Digital to wood : A new X-carve piece
New piece I made on the X-Carve: It measures just under 12″ square, by 1/3″ thick, birch plywood, with some ‘natural’ stain applied:
So how did I get there?
Years ago, like ’98-2000-ish, I was really into building shader networks in Maya. I loved their ramp shader, so versatile. Later Maya introduced their ‘layered shader’, which is a lot like a layered file in Photoshop. Over the years my career in CG has taken me away from shader creation, but I always remember how much fun it was ‘back in the day’.

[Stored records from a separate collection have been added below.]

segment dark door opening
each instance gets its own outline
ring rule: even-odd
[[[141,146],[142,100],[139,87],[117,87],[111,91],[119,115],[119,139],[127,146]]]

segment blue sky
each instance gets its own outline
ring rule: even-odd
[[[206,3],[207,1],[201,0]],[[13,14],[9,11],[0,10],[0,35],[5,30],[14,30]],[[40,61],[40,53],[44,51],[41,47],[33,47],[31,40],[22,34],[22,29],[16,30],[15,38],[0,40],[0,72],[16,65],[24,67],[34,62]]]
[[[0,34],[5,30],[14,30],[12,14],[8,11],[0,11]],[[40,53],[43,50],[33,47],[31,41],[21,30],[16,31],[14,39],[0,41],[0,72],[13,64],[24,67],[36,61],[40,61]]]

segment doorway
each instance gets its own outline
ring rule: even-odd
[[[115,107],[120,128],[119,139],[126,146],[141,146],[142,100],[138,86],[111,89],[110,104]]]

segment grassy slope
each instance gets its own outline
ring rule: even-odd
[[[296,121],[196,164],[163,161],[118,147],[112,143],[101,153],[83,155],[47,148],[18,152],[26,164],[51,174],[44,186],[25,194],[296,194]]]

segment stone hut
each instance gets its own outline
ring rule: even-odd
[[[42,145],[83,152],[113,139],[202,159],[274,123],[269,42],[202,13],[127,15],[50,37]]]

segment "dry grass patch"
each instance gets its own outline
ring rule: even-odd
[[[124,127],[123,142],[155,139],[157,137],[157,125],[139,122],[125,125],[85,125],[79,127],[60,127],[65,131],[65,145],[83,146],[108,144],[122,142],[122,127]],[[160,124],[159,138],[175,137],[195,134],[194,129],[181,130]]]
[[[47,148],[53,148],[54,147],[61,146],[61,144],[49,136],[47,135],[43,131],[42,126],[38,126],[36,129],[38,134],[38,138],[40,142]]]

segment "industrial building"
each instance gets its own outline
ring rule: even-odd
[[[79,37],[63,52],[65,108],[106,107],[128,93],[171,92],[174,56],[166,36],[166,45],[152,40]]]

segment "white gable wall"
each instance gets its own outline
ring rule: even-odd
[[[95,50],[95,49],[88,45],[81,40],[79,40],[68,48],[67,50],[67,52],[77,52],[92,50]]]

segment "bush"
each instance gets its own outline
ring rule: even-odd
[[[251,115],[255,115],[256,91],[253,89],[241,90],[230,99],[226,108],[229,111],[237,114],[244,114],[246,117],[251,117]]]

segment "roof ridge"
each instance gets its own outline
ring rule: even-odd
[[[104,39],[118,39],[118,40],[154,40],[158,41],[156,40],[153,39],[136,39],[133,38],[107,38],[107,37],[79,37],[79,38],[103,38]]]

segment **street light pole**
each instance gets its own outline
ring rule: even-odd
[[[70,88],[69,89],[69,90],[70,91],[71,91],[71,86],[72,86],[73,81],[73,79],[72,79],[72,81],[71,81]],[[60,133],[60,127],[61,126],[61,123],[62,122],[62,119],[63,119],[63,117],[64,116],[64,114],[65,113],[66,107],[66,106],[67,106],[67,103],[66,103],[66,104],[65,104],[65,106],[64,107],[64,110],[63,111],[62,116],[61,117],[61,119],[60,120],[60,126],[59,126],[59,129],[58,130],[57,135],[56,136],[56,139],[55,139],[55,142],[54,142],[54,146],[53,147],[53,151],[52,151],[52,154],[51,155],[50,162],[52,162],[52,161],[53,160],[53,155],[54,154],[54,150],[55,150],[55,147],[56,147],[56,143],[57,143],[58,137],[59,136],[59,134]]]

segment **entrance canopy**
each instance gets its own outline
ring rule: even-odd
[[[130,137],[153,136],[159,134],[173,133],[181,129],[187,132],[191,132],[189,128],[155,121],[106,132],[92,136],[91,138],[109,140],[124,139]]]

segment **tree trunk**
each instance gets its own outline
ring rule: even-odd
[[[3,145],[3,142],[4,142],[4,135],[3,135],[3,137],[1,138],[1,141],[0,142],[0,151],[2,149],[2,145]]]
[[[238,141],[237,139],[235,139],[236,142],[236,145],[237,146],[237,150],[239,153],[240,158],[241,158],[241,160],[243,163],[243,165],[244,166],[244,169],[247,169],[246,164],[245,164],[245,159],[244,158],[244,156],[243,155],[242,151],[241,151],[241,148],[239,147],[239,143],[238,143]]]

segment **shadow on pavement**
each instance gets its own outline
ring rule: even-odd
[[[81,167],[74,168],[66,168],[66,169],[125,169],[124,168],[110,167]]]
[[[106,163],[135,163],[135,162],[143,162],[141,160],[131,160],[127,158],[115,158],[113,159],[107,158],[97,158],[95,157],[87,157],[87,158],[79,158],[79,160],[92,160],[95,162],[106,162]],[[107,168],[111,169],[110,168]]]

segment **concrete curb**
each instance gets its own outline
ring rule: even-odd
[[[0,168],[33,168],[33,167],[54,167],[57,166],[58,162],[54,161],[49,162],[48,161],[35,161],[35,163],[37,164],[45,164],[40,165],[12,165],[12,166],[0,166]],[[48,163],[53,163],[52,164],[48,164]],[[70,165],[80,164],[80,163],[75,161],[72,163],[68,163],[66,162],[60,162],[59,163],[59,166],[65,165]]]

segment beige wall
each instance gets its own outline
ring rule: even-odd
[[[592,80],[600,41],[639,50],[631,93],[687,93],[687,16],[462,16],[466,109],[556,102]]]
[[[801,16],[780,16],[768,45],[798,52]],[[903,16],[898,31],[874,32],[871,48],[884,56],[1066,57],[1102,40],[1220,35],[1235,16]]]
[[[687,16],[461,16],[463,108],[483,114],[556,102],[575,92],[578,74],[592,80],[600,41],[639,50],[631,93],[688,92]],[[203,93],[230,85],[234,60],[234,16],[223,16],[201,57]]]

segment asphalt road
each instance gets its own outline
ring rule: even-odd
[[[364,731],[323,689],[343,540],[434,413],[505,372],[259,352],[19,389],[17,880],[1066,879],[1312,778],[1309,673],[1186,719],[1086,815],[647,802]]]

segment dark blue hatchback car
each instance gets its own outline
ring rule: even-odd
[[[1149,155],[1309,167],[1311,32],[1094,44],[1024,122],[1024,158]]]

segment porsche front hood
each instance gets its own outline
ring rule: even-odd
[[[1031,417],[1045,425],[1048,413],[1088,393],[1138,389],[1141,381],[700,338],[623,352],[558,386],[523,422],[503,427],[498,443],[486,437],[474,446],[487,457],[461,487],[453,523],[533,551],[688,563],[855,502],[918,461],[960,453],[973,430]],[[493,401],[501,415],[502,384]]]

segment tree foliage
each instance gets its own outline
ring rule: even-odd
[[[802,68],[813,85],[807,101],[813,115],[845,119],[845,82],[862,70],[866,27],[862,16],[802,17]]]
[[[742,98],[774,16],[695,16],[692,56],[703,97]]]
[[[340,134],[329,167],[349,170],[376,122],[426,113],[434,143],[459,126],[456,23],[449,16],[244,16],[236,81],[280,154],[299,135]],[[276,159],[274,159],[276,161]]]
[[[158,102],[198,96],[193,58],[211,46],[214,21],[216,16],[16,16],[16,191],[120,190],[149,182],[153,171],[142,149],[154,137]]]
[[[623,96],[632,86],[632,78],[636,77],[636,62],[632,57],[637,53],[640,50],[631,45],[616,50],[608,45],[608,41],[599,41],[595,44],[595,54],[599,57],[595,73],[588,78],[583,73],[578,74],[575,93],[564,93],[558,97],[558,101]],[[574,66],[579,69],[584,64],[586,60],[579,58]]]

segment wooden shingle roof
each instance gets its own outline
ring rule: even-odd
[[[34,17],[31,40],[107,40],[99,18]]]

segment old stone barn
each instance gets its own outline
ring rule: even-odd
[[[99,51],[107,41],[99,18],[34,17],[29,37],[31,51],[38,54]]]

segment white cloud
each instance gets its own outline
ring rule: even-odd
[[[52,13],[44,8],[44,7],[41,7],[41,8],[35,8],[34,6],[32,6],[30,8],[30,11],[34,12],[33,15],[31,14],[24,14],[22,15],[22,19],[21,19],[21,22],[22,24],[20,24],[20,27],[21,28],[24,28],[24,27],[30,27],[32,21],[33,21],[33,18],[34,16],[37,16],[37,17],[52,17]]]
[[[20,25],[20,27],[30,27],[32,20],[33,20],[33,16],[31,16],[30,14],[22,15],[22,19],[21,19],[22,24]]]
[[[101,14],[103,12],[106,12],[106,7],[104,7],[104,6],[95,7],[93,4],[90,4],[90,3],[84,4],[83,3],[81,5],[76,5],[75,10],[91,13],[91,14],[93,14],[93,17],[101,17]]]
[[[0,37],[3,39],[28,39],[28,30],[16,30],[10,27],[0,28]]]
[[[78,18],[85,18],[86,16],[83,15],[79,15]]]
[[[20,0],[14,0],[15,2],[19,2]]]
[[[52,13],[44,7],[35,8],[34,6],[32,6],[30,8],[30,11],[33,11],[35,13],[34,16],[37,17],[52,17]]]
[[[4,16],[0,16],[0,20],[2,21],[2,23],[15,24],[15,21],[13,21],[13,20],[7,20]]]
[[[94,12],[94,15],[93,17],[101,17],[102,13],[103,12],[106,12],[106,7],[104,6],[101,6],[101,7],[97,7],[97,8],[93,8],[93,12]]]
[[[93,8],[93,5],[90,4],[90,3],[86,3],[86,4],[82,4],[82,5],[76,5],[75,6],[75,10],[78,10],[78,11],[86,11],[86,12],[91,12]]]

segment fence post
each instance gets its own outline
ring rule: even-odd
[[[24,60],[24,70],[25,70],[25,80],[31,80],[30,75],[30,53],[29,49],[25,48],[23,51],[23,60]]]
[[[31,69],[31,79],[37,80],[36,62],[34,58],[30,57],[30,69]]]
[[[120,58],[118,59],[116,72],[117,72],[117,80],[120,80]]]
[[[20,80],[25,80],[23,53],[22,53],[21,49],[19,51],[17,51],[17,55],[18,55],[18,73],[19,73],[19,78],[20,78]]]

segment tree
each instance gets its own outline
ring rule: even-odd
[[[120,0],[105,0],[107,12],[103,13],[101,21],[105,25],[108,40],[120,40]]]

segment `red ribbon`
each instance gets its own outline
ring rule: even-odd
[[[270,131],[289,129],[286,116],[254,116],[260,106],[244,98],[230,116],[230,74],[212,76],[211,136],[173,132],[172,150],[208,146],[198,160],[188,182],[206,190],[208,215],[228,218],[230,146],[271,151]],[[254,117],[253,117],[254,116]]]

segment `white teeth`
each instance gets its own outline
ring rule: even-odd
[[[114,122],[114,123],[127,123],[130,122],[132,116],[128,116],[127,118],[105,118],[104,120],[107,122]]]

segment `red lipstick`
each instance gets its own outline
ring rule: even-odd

Fast forward to now with the X-Carve : I know that I can turn a grayscale height-field into mesh, and MeshCAM will turn it into a toolpath, so this was my first attempt at doing just that, via a shader network in Maya:
This visualizes (from right to left) the shading group (which the mesh is assigned to) that has both a lambert (just for mesh visualization) and displacement material (for later conversion to displaced polys) assigned. They’re in turn both fed by a layered texture, that has inputs from a ramp (on top) that defines the border, an ocean texture (that makes the ripples), and another ramp that makes the circles. I authored a Python script that automates this whole creation process and mesh assignment, with a simple window so I can repeat this process easily. Iteration is king.
From there, I had something that looked like this, assigned to a flat, tessellated polygonal plane:
Which I then converted into displaced polygons (Maya: Modify -> Convert -> Displacement To Polygons)
Exported as an stl, and brought that into MeshCAM for toolpath generation as a two-part cut:
- Rough pass with a 1/4″ two-flute upcut endmill.
- 60 inch/min
- DOC .0625″
- Stepover .125″
- Finish pass with a 1/8″ two-flute upcut ballnose.
- 60 inch/min
- DOC .0312″
- Stepover .025″ : Should have doubled this to get rid of the scalloping.
- Had the DeWalt 611 router speed set to 1 on both based on rough chipload calculators: Seemed to do fine, occasionally had some stuttering on the rough pass.
I sent the gcode to the X-Carve via Chilipeppr, and over the next 2.5 hours watched the magic ensue:
The above pic shows the final pass emerging from the rough.
Until the final product appeared:
All the hold-downs are overkill, but I realized I had told MesCAM to machine the entire stock, so I had to move them around as the progressed from bottom to top, or I would have machined the clamps themselves. Noob move.
Pretty happy with the end-result: It’s actually quite confusing to the eye in person as the shadows dance around it. Great test though, and a lot learned.